In 1702 he was appointed chancellor of the University of Tübingen. There he was a professor of Protestant theology and provost of the collegiate church, until 1709 when he became abbot of the Adelberg Abbey and General Superintendent of the state of Württemberg.

Jäger earned his achievements in the academic world primarily in his fight against mystical Chiliastic teachers such as Jakob Böhme, Gottfried Arnold, and Johann Wilhelm Petersen. Jäger relied on the rationalist system of natural law of Hugo Grotius. Because of this, he helped to bring new ideas to the University of Tübingen. Though he had personal respect for Philipp Spener, he believed that pietism and separatism were dangers to theological doctrine, and he ardently fought against them.
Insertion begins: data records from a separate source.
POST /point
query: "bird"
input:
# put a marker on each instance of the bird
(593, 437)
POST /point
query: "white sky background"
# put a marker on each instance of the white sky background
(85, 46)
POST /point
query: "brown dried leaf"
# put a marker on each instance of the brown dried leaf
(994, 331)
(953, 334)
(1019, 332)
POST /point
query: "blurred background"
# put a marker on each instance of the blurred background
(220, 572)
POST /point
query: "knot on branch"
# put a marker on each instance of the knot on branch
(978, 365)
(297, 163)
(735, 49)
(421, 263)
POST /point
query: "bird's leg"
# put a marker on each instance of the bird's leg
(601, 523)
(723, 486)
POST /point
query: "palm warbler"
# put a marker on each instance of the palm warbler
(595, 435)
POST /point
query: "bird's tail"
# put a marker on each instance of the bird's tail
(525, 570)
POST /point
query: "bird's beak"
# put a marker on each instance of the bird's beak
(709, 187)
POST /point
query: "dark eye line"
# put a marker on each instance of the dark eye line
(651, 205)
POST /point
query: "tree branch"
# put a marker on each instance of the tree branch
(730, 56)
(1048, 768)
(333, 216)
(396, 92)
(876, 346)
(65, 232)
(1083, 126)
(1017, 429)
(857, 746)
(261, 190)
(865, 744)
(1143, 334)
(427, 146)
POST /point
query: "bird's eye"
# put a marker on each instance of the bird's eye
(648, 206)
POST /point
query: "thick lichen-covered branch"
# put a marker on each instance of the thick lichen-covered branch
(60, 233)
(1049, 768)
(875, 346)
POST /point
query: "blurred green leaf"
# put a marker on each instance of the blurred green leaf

His work "Compendium Theologiae...pro scholis in Ducatu Wirtembergico" was introduced to Württemberg in 1702 and it replaced older textbooks of theologians such as Matthias Hafenreffer. This work solidified orthodox doctrine by adopting Federalism and connecting closely with Biblical theology. This helped to usher in a new spirit to the faculty of the University of Tübingen.

== Publications ==

- „Systema theologicum dogmatico-polemicum“ (1725, 4)
- „Compendium Theologiae … pro scholis in Ducatu Wirtembergico“
- „Hist. eccl. c. parallelismo profanae“ (1692, expanded in 1709 und 1717) „ex speciali Seren. Würtem. Ducis jussu scripta“
- „Defensio Imperatoris Josphi contra curiae Romanae bullas“ (1709)
- „De Bened. Spinozae vita et doctrina“ (Dissertation, 1710).

== Sources ==

- A. Fr. Bök, Geschichte der Universität Tübingen, S. 141–42. Württemberg. Nebenstunden I, 1–71 (nach einem von J. selbst 1718 geschriebenen Lebenslaufe und Verzeichniß seiner bis dahin verfassten Schriften). Jöcher. Saxi Onomast. V, 413–14.